I suppose that what I am going to say will indeed sound like an “intellectual theory” but I am going to say it anyway. Like I wrote above, God has made promises to Israel so they are the object of great hatred by Satan. I believe that the prophesies in the Book of Revelation have yet to be fulfilled and that they involve Israel. If Satan can cause all of the Jews to be destroyed then the Messiah will not return and Satan can rest easy for his judgment day will never arrive.
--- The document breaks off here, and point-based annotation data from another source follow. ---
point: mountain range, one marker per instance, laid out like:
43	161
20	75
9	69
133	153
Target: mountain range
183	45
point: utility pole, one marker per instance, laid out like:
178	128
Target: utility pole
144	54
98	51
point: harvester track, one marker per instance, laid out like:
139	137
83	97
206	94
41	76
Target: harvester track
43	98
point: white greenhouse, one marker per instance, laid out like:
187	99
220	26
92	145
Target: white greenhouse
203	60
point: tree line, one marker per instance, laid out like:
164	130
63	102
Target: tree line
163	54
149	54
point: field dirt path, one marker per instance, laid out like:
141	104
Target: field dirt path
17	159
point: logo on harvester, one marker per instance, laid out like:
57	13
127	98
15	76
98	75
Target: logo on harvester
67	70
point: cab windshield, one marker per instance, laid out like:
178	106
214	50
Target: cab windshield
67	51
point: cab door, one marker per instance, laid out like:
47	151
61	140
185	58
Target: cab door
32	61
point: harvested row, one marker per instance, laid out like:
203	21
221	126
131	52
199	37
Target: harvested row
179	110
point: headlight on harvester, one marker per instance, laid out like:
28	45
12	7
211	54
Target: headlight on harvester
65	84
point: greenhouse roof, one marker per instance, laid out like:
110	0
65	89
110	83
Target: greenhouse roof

I guess that begs the question “So what if Satan hates the Jews, God still didn’t have to allow the Holocaust!” While the killing in the Holocaust seemed indiscriminate it wasn’t, God protects His own. I believe that God protected many Jews without their even realizing it (that is not to say that they didn’t suffer greatly). I believe a parallel for this can be found in Ezekiel Chapter 9 which I find to be a bit unsettling (I recommend getting Arnold Fruchtenbaum’s study on the Book of Ezekiel). In that passage some residents of Jerusalem (the ones who “sigh and that cry over all the abominations”) were marked by an angel and spared from the Babylonians. Unfortunately many residents of Jerusalem at that time were not interested in YHVH (Jehovah). If a person rejects God they cannot expect indefinite protection from Satan and the world. None the less there will always be an Israel.
I will disagree with one thing that John says in his post. When discussing the parable of the “unrighteous judge” he says that Yeshua (Jesus) likens God to the unrighteous judge. I disagree, I don’t believe that the parable is a comparison as much as a contrast. I suspect John Parsons has studied this passage and his statement is no accident but I would like to provide a different view for any reader who is interested. Bob Deffinbaugh has a good article on this topic titled “Piety, Persistence, Penitence, and Prayer (Luke 18:1-14)” which is worth reading.
I believe that questions like these are important to ask and that Christians need to have good answers. I suppose my answers won’t be found to be of comfort to many people. Of course that doesn’t mean the answers I have given aren’t true. Does anyone have a better answer?